Meskipun anak ini mengucapkannya dengan susah payah, ia mampu melafalkan semua hafalan itu. Alis keriput Pak Tua akhirnya mengendur. Dia berkata, "Ulangi lagi melafalkannya di rumah. Selanjutnya!"
Merasakan bahwa Tianqiao sedang bergeser kearahnya, Mo Tiange berbisik, "Tianqiao, ada apa?"
Mo Tianqiao menunjukkan ekspresi pahit dan balas berbisik, "Aku juga tidak menghafalkannya. Aku tidak yakin aku bisa melafalkannya sepenuhnya."
"Cepat hafalkan sekarang. Masih ada waktu."
"Kau benar" Dengan cepat, Mo Tianqiao membuka bukunya dan mulai melafalkannya dalam hati.
"Mo Tiange"
Mo Tiange berdiri dengan cepat dan menjawab "Ya, Guru."
Ia berpikir sejenak dan mulai melafalkan buku tersebut "Ketika orang tua memanggil, harus cepat menjawab. Ketika orang tua memberi perintah, tidak boleh malas. Ketika orang tua mengajar, harus menghormati dan patuh. Ketika orang tua mencela, harus mematuhi. Hangatkan tempat tidur orang tua di musim dingin, dinginkan saat musim panas. Sambut para tetua di pagi hari, tunggu hingga mereka terlelap di malam hari. Ketika keluar, harus memberi tahu orang tua. Ketika kembali, harus menyapa orang tua secara langsung. Di mana anda tinggal harus permanen, pekerjaanmu seharusnya tidak sering berubah ... "

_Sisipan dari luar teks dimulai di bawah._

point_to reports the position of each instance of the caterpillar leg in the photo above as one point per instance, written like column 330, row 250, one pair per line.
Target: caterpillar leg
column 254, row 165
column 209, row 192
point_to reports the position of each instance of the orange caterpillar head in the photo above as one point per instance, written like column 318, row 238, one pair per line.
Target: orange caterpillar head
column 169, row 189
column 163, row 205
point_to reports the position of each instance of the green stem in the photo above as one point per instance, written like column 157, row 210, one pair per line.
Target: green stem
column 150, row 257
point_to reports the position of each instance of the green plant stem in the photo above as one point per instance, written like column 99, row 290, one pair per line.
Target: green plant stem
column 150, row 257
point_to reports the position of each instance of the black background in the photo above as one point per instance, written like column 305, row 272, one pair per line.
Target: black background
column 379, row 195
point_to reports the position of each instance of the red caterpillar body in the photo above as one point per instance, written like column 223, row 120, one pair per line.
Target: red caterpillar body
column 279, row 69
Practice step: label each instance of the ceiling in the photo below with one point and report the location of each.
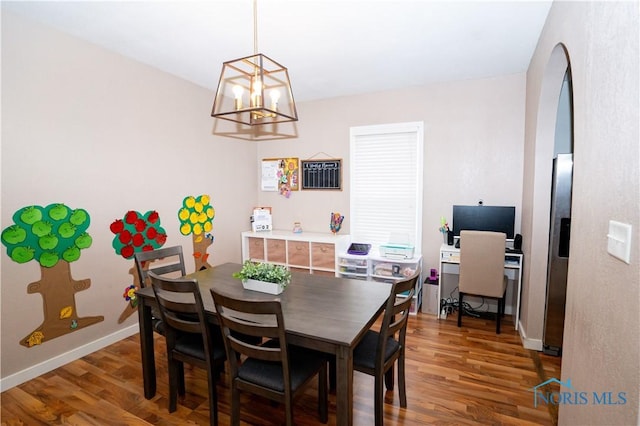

"Masa berkabung harus tiga tahun. Memberi hormat setiap hari kepada arwah leluhur, selalu mengingat kebaikan orang tua. Tidak makan daging atau minum anggur. Pengaturan pemakaman orang tua harus sesuai dengan etiket. Persembahan kepada orang tua harus dilakukan dengan tulus. Perlakukan orang tua yang sudah meninggal dengan rasa hormat yang sama seolah-olah mereka masih hidup. "
Senyum tipis muncul di wajah Sang Guru Tua. Dia berkata, "Bagus! Kau mengucapkannya dengan sangat baik! Hari ini kau harus mulai membaca buku Younger Brother's Duty'."
"Ya Guru."
Ia menghela napas lega lalu membuka buku untuk membaca bagian selanjutnya.
Meskipun anak-anak keluarga Mo ini tidak peduli apakah mereka melakukan yang baik atau buruk dalam pelajaran mereka, Sang Guru Tua adalah seorang cendekiawan. Jadi, ia sangat ketat dalam setiap pelajaran. Mendapatkan pujian darinya bukanlah hal yang mudah.